Par temps de brouil­lard, jours pais­i­bles, coupés du temps. Le chat miaule devant la mai­son. Dans son lit la riv­ière coule sur une demi-largeur char­ri­ant des eaux de pluie ter­reuses. Il a neigé sur les som­mets, mais avec des tem­péra­tures aus­si hautes le ciel ne blanchi­ra pas les rues avant décem­bre. Hier, Bus­tos a débar­qué une tonne de bois. J’é­tais allé le chercher à la ville, dans cette zone indus­trielle où il tra­vaille avec ses fils, des gail­lards velus, comme sor­tis de la grotte. En approchant de leur repaire, je vois qu’il n’y est plus; à la place, un ter­rain éven­tré.
-Bon dieu, dis-je à Gala, ils ont rasé!
En fait, je me trompais de trois numéros.
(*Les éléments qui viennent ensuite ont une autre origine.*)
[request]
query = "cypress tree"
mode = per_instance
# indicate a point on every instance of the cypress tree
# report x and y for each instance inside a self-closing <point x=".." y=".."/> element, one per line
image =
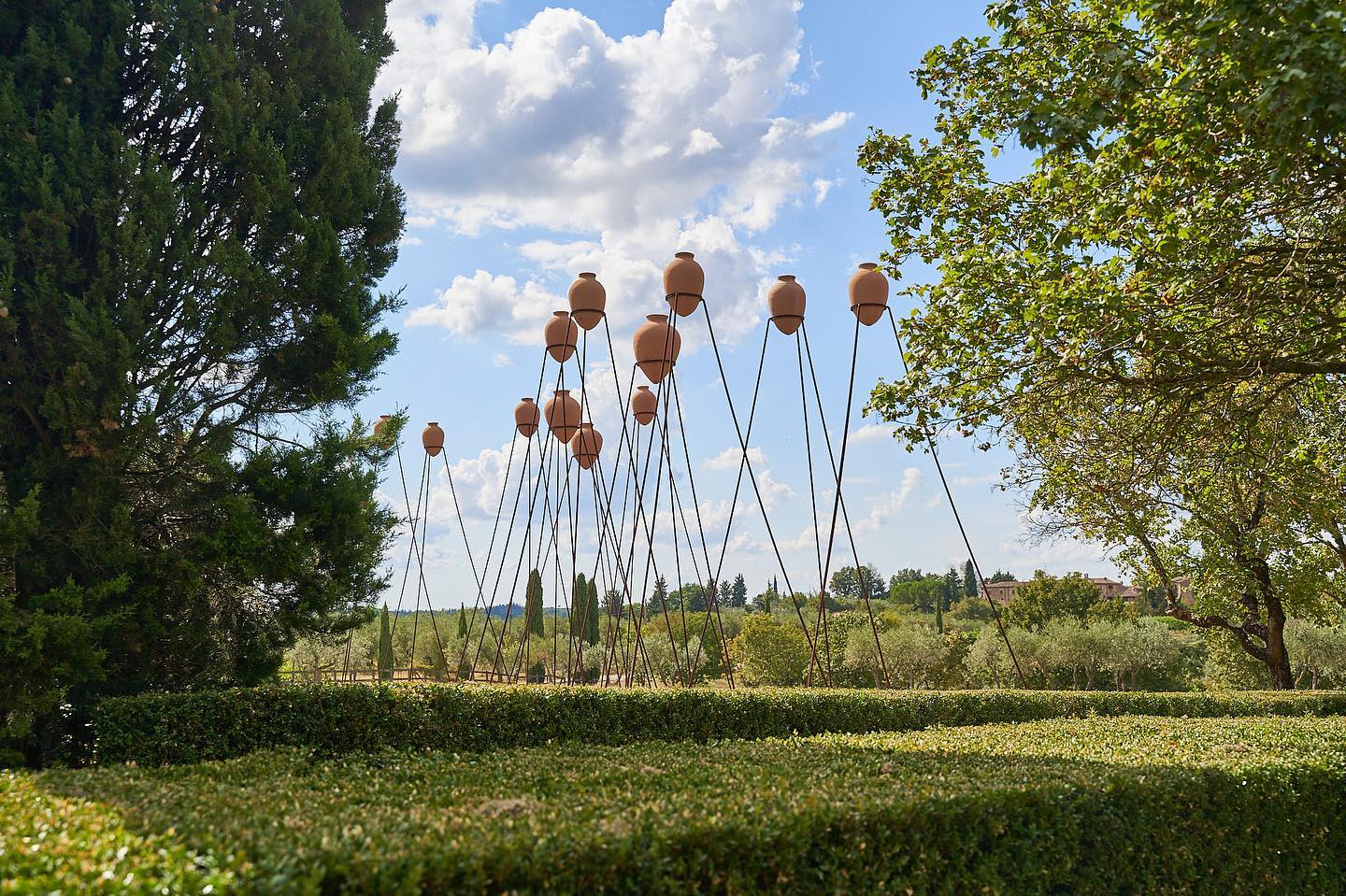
<point x="969" y="580"/>
<point x="195" y="204"/>
<point x="533" y="605"/>
<point x="591" y="615"/>
<point x="385" y="646"/>
<point x="579" y="605"/>
<point x="739" y="592"/>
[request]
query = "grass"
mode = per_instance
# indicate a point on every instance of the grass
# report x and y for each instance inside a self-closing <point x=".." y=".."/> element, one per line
<point x="1124" y="804"/>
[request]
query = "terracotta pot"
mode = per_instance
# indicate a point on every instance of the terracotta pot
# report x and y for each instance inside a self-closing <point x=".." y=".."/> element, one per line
<point x="868" y="291"/>
<point x="684" y="283"/>
<point x="656" y="346"/>
<point x="563" y="415"/>
<point x="560" y="335"/>
<point x="645" y="404"/>
<point x="587" y="300"/>
<point x="785" y="299"/>
<point x="434" y="439"/>
<point x="586" y="446"/>
<point x="526" y="416"/>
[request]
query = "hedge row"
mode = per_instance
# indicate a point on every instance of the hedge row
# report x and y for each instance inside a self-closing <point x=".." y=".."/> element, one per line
<point x="1137" y="804"/>
<point x="192" y="727"/>
<point x="51" y="844"/>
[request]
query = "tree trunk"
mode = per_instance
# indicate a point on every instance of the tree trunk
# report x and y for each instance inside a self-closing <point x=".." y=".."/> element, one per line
<point x="1278" y="658"/>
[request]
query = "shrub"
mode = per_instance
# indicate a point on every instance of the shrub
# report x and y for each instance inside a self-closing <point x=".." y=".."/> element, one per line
<point x="51" y="844"/>
<point x="1092" y="807"/>
<point x="190" y="727"/>
<point x="770" y="653"/>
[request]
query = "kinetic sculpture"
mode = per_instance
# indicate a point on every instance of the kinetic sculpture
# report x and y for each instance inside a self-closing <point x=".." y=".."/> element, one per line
<point x="617" y="519"/>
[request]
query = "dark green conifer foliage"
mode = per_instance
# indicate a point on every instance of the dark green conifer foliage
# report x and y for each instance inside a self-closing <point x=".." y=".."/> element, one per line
<point x="195" y="206"/>
<point x="385" y="646"/>
<point x="579" y="605"/>
<point x="591" y="615"/>
<point x="533" y="604"/>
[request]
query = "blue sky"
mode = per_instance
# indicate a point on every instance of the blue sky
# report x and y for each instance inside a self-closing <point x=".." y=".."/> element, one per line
<point x="540" y="141"/>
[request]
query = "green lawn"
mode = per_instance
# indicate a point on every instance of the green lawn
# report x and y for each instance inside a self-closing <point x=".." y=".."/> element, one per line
<point x="1122" y="804"/>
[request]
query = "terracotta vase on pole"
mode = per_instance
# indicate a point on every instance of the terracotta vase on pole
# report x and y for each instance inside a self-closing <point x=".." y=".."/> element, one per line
<point x="684" y="281"/>
<point x="785" y="299"/>
<point x="563" y="415"/>
<point x="432" y="437"/>
<point x="586" y="446"/>
<point x="560" y="335"/>
<point x="645" y="404"/>
<point x="526" y="416"/>
<point x="656" y="346"/>
<point x="868" y="292"/>
<point x="589" y="299"/>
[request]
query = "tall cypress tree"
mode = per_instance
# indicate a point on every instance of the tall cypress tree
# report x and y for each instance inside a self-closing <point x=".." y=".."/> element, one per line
<point x="591" y="614"/>
<point x="533" y="604"/>
<point x="579" y="605"/>
<point x="969" y="580"/>
<point x="385" y="646"/>
<point x="195" y="204"/>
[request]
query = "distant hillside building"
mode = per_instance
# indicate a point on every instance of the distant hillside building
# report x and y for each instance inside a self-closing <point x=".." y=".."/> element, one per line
<point x="1004" y="590"/>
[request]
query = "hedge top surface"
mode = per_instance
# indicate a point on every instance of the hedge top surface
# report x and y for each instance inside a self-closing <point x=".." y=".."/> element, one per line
<point x="192" y="727"/>
<point x="1019" y="809"/>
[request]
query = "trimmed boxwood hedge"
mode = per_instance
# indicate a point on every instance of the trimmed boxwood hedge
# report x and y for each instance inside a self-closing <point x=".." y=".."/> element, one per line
<point x="51" y="844"/>
<point x="219" y="724"/>
<point x="1094" y="806"/>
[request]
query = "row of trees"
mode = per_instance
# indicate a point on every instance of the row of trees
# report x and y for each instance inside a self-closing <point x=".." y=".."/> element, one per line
<point x="1151" y="315"/>
<point x="1064" y="633"/>
<point x="196" y="206"/>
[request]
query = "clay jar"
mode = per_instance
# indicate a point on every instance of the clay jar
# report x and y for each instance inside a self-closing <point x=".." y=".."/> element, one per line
<point x="785" y="299"/>
<point x="868" y="291"/>
<point x="684" y="283"/>
<point x="586" y="444"/>
<point x="656" y="346"/>
<point x="560" y="335"/>
<point x="526" y="416"/>
<point x="432" y="437"/>
<point x="645" y="404"/>
<point x="563" y="415"/>
<point x="587" y="300"/>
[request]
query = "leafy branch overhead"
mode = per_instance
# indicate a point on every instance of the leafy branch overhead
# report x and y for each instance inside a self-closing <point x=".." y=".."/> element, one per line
<point x="1151" y="311"/>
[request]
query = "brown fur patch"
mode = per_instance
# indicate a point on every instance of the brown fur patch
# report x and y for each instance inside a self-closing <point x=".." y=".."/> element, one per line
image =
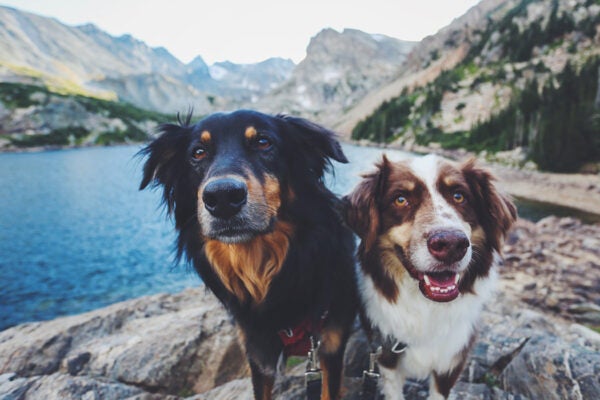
<point x="331" y="340"/>
<point x="205" y="137"/>
<point x="250" y="133"/>
<point x="272" y="192"/>
<point x="247" y="269"/>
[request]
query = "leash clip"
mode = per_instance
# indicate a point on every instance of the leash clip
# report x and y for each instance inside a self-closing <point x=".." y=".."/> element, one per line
<point x="312" y="376"/>
<point x="371" y="376"/>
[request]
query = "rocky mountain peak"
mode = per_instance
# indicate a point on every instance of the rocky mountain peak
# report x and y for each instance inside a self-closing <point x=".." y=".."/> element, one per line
<point x="339" y="68"/>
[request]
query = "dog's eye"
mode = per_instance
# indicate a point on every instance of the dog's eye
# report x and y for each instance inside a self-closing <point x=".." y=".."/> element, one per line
<point x="199" y="153"/>
<point x="458" y="197"/>
<point x="263" y="143"/>
<point x="401" y="201"/>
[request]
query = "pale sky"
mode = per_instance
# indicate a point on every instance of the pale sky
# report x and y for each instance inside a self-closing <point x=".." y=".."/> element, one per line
<point x="247" y="31"/>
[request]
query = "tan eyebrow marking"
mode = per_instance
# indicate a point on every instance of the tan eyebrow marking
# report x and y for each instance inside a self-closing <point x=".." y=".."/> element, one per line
<point x="205" y="137"/>
<point x="250" y="133"/>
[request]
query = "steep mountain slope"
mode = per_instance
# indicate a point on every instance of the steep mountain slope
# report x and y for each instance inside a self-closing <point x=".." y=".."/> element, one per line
<point x="85" y="59"/>
<point x="525" y="78"/>
<point x="339" y="69"/>
<point x="33" y="116"/>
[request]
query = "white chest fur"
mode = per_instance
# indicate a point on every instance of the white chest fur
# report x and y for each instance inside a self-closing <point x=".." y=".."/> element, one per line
<point x="434" y="332"/>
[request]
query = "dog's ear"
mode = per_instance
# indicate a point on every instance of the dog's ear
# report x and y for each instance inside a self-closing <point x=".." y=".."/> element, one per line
<point x="361" y="207"/>
<point x="166" y="161"/>
<point x="495" y="210"/>
<point x="316" y="144"/>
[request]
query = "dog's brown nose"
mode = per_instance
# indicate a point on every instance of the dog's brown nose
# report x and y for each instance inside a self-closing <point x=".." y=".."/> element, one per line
<point x="448" y="246"/>
<point x="224" y="198"/>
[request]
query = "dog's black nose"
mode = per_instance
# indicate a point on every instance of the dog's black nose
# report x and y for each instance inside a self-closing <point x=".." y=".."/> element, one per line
<point x="224" y="198"/>
<point x="448" y="246"/>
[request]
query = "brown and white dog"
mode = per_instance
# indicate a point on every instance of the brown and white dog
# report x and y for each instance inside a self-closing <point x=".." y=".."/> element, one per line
<point x="431" y="233"/>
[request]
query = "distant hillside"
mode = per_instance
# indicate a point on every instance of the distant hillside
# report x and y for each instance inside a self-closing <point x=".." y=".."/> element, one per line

Leur affaire est plus bas dans la rue. Les homme se tenaient dans le local. C’est une baraque posée plus que bâtie, sans porte, sans con­fort. Elle sert à la fois de bureau et de cui­sine, on y voit un lit. Un vieil­lard est assis. Il porte une cape. Son physique rap­pelle celui d’An­tonin Artaud dans Napoléon. Tan­dis que le père énonce “du mélange, mille kilos.. et du petit, vous en prenez? Alors deux sacs!”, un col­lègue grif­fonne la com­mande sur un bout de papi­er. Un des fils se tient devant la table. Il déballe des chew­ing-gum, bon­bons, ficelles au sucre et caramels, les reni­fle et les jette dans un sceau rem­plis d’é­pluchures. Quand l’autre a fini de not­er, Bus­tos fait:
-Voilà! On vient quand, main­tenant?
-Plutôt demain.
-Demain?
Les per­son­nes présentes dans le local s’in­ter­rompent.
-Le matin?
-Pas trop tôt.
-Onze heures.
Alors celui qui a noté la com­mande:
-12h30, après on mange.
Tous grog­nent pour approu­ver. Et Bus­tos:
-Mer­ci Alexan­dre (car je viens de lui rap­pel­er mon prénom).
Le lende­main, à l’heure dite, il recule le camion dans notre rue, lève le pont, ren­verse les mil kilos de bûch­es sur le pavé.
-Tu crois qu’il va neiger Alexan­dre?
Il encaisse, s’en va. Le silence revenu, le voisin passe la tête par la porte cochère de sa mai­son:
-Hé!
-Oui.
-J’ar­rive, on va ren­tr­er ça!
Il pose sa canne et pen­dant une heure porte mon bois.

Bar

Arrivé à Agrabuey. Vaste silence, le val­lon ruis­selle. Au bar, juché sur un échafaudage, je trou­ve le maire. Avec des plâtri­ers, il abaisse le pla­fond, cloi­sonne, lisse de l’en­duit. Sen­ti­ment que les choses changent trop vite. Qu’elles changent pré­cisé­ment quand on arrive. Moi qui ait con­nu l’a­vant. Lequel ne revien­dra pas. Ce qui, bien sûr, est une erreur d’in­ter­pré­ta­tion. Il y a tou­jours un avant et un après. Ils se suc­cè­dent. Infin­i­ment. Ain­si, cha­cun a la pou­voir de dire, quelque soit le moment de son con­stat, “autre­fois, ici…”. Pour­tant, comme je m’en­tre­tiens avec les autres vil­la­geois du chantier du bar, tous s’ac­cor­dent pour dire: “Oui, dom­mage, ce bar, c’é­tait bien, pourquoi changer?”.

Bien

Tout va bien. Quelle sat­is­fac­tion de pou­voir le dire! Si bien que je me le répète, et cela depuis deux, même trois . Nuit acro­ba­tique, tor­ride, le matin voiture grosse et chaude, tra­ver­sé la mon­tagne en écoutant du hard-rock à pleins tubes, de retour à la mai­son, un feu épais, de la bière suisse au frigidaire, que deman­dez de plus?